Além da subida do CH, o que ressalta dos resultados eleitorais é a vitória sofrida da AD. Para ganhar ao PS, o PSD fez de tudo: salvou o CDS, resgatou uma sigla de boa memória, foi buscar o PPM, que nada tem a ver com o de Gonçalo Ribeiro Telles, e apelou ao voto útil para esvaziar (sem sucesso) a Iniciativa Liberal. No meio, esqueceu-se que existia um partido ADN e não teve em conta que o eleitorado se podia enganar no momento de colocar a cruz no boletim de voto. Ao negligenciar o óbvio, Luís Montenegro perdeu mais votos para o ADN que o CDS lhe trouxe para a AD. Montenegro foi tão generoso que se prejudicou a si mesmo para ajudar os democratas-cristãos, dar tempo de antena aos monárquicos e permitir o financiamento público de um partido com ideias, no mínimo, estranhas. Por nostalgia, para salvar o CDS e incluir o PPM, o erro de Montenegro impediu que uma coligação PSD/IL fosse maior que a esquerda unida. O ter ganho, foi uma sorte. Se dos diabos ou do acaso, o tempo dirá.

Outro erro de palmatória foi o do PS que alimentou o CH para prejudicar o PSD. No princípio a táctica funcionou: o partido de André Ventura destruiu o CDS e travou o crescimento dos sociais-democratas. Acontece que o fenómeno CH não é único na Europa e o seu objectivo é ser governo. Mais: à semelhança do que sucede no continente europeu, partidos populistas como o CH destroem partidos socialistas como o PS. Some-se o facto de o PSD ter um núcleo de eleitorado fixo, na ordem dos 27% a 29%, e não descer daí.
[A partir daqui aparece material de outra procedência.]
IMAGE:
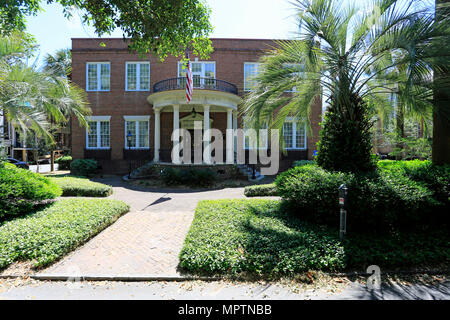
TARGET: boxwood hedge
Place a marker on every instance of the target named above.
(21, 190)
(261, 190)
(81, 187)
(377, 201)
(256, 237)
(49, 234)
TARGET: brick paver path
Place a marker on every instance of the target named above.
(145, 241)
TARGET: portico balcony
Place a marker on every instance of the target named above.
(199, 83)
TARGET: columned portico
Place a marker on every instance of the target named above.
(157, 134)
(206, 135)
(215, 108)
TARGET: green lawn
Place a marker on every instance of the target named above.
(50, 233)
(256, 237)
(81, 187)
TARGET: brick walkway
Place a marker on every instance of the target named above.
(145, 241)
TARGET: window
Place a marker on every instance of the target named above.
(294, 134)
(98, 76)
(250, 71)
(263, 138)
(138, 128)
(137, 76)
(98, 134)
(201, 73)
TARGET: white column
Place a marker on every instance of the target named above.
(176, 126)
(157, 134)
(206, 135)
(235, 131)
(230, 140)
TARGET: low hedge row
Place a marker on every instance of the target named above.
(81, 187)
(377, 201)
(83, 167)
(50, 233)
(21, 190)
(253, 236)
(261, 190)
(258, 237)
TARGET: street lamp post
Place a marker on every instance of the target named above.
(129, 136)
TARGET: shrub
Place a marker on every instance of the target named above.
(346, 144)
(21, 190)
(300, 163)
(83, 167)
(255, 237)
(189, 177)
(49, 234)
(81, 187)
(64, 162)
(376, 201)
(261, 190)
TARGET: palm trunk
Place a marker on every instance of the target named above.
(441, 124)
(400, 129)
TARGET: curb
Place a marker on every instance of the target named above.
(180, 278)
(122, 278)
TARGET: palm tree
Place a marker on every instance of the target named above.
(30, 99)
(344, 53)
(441, 111)
(59, 63)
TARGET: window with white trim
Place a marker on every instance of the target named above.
(202, 71)
(137, 76)
(98, 134)
(250, 72)
(98, 76)
(139, 130)
(259, 141)
(294, 134)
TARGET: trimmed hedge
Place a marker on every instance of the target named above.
(83, 167)
(255, 237)
(21, 190)
(377, 201)
(81, 187)
(261, 190)
(259, 237)
(64, 162)
(49, 234)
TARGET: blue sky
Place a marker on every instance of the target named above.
(230, 18)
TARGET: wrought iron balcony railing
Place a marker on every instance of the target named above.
(199, 83)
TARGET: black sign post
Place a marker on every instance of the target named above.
(343, 211)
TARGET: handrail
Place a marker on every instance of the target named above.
(199, 83)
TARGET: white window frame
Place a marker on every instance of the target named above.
(294, 122)
(138, 75)
(98, 76)
(249, 147)
(98, 120)
(202, 75)
(245, 80)
(137, 119)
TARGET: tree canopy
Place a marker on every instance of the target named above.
(161, 27)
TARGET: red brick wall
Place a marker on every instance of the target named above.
(229, 54)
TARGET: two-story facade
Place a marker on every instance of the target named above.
(145, 99)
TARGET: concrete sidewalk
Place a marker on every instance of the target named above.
(198, 290)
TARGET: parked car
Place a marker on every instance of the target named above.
(18, 163)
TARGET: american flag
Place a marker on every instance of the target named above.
(189, 81)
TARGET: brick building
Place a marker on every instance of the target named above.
(144, 99)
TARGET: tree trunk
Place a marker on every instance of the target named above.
(441, 124)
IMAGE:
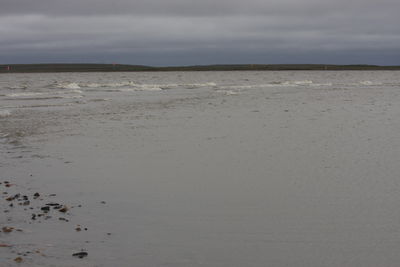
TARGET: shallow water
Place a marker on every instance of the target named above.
(208, 168)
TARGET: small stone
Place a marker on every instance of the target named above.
(46, 208)
(7, 229)
(52, 204)
(80, 255)
(63, 209)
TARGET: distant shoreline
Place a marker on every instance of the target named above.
(42, 68)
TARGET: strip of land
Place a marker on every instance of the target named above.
(25, 68)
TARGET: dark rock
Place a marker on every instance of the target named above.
(63, 209)
(80, 255)
(52, 204)
(46, 208)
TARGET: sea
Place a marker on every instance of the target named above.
(213, 168)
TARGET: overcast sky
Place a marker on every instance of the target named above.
(190, 32)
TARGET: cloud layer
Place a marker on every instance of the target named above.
(173, 32)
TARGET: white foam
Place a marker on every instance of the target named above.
(369, 83)
(25, 94)
(68, 85)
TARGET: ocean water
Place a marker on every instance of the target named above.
(207, 168)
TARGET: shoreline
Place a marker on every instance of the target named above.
(82, 67)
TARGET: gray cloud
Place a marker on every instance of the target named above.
(164, 32)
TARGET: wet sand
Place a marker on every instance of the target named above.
(288, 176)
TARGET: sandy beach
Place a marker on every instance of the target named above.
(200, 169)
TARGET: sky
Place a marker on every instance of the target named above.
(199, 32)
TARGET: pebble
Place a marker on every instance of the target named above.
(46, 208)
(80, 255)
(18, 259)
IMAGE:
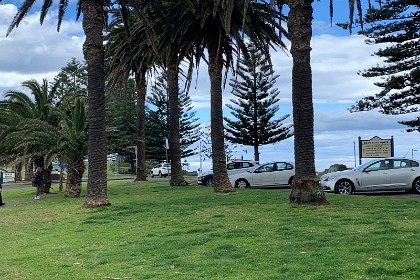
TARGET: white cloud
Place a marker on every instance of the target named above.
(32, 51)
(35, 52)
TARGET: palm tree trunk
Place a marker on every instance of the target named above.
(306, 188)
(75, 172)
(93, 50)
(256, 153)
(177, 179)
(46, 179)
(141, 85)
(18, 171)
(221, 179)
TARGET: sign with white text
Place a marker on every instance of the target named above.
(376, 148)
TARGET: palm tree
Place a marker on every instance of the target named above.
(172, 51)
(94, 14)
(128, 51)
(71, 144)
(24, 109)
(205, 21)
(306, 188)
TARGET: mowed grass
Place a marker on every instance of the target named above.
(154, 231)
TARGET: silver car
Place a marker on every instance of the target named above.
(387, 174)
(271, 174)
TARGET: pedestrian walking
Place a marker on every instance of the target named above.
(37, 181)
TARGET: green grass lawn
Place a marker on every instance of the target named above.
(153, 231)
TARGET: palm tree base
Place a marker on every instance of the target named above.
(96, 202)
(140, 178)
(225, 190)
(307, 192)
(178, 182)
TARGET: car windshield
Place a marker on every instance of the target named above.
(364, 165)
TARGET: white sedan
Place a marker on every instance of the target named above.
(387, 174)
(272, 174)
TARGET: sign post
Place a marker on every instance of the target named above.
(376, 148)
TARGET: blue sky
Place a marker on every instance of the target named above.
(35, 52)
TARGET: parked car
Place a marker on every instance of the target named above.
(387, 174)
(271, 174)
(161, 170)
(235, 166)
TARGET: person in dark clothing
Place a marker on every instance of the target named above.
(1, 199)
(37, 181)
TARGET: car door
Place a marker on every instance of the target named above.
(403, 173)
(376, 176)
(263, 176)
(282, 173)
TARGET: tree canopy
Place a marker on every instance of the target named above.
(396, 26)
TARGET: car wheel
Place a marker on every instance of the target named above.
(416, 185)
(344, 187)
(209, 182)
(241, 184)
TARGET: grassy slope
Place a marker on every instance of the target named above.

Ou seja, a partir de um certo momento, para crescer, o CH precisa ir atrás do eleitorado do PS, como tive oportunidade de referir no ‘E o vencedor é’, da rádio Observador de 2 de Dezembro último (a partir do minuto 9).

Foi isso, aliás, o que Ventura fez nesta campanha quando apontou a tudo o que podia: pensionistas, militares, polícias, professores. Tal como o Pedro Nuno Santos, André Ventura defendeu a importância estratégica da TAP nacionalizada, da CGD e da RTP. Tal como os partidos de extrema-esquerda, atacou os lucros da banca, prometeu combater a corrupção e a economia paralela sem dizer como. Nestas eleições, o CH foi um partido estatista que vê no Estado a solução para tudo porque é isso que a maioria do eleitorado está habituado a ouvir. André Ventura não quer mudar o país nem limpar Portugal. Tal como António Costa, conhece demasiado bem o país em que vive para saber que, se quiser ser governo, o que tem de fazer é gerir a estagnação com os fundos de Bruxelas. Como escrevi aqui, n’Observador, em 12 de Fevereiro de 2023, “Caso André Ventura afaste o PS da governação, daqui a 30 anos Portugal continuará a sofrer com um Estado pesado, ineficiente, uma carga fiscal avassaladora, empresas e cidadãos descapitalizados e dependentes do poder político que distribui fundos de Bruxelas para garantir o voto. Um país de serviços públicos que exporta cidadãos.”

Nesse mesmo texto expliquei por que motivo a IL não devia aceitar fazer parte de um governo com o CH. A mais-valia do partido de Ventura nesse governo, “seria nenhuma, pois o Chega é o PS com outras cores. Um estatismo de direita, mas na mesma estatista, igualmente despesista, na mesma ineficiente, na mesma uma perda de tempo e de oportunidade. Precisamente o que vimos e suportámos desde 1995. Algo que não nos podemos dar ao luxo de repetir.”

Esse foi o terceiro erro desta campanha: o dos comentadores que continuaram a ver no partido de Ventura algo muito diferente do PS. Essa confusão nasceu nas eleições de 2022 com aquisição de relevância política por parte de dois partidos (IL e CH) que não pediam licença à esquerda para falar, a IL de economia e o CH de identidade. Foi este corte que provocou a impressão que o CH era de extrema-direita com um discurso de direita em questões de identidade. Sucede que, e como Ventura percebeu muito bem, a maioria do eleitorado do PS virou à direita nessa matéria de identidade, mas manteve-se à esquerda na economia. O eleitorado socialista (foi o comunista) é conservador, teme a imigração, os estrangeiros, mas também quer segurança nos empregos, manter o nível dos salários, ter acesso gratuito à saúde e à educação. É um eleitorado que não quer escolher, mas sim bem-estar, paz e sossego. Ventura sabe isso e o seu próximo passo vai ser aliciar os funcionários públicos. Se o conseguir, o PS fica em maus lençóis. Se assim for, é caso para deixar a   pergunta: quanto vale a sede do Largo do Rato?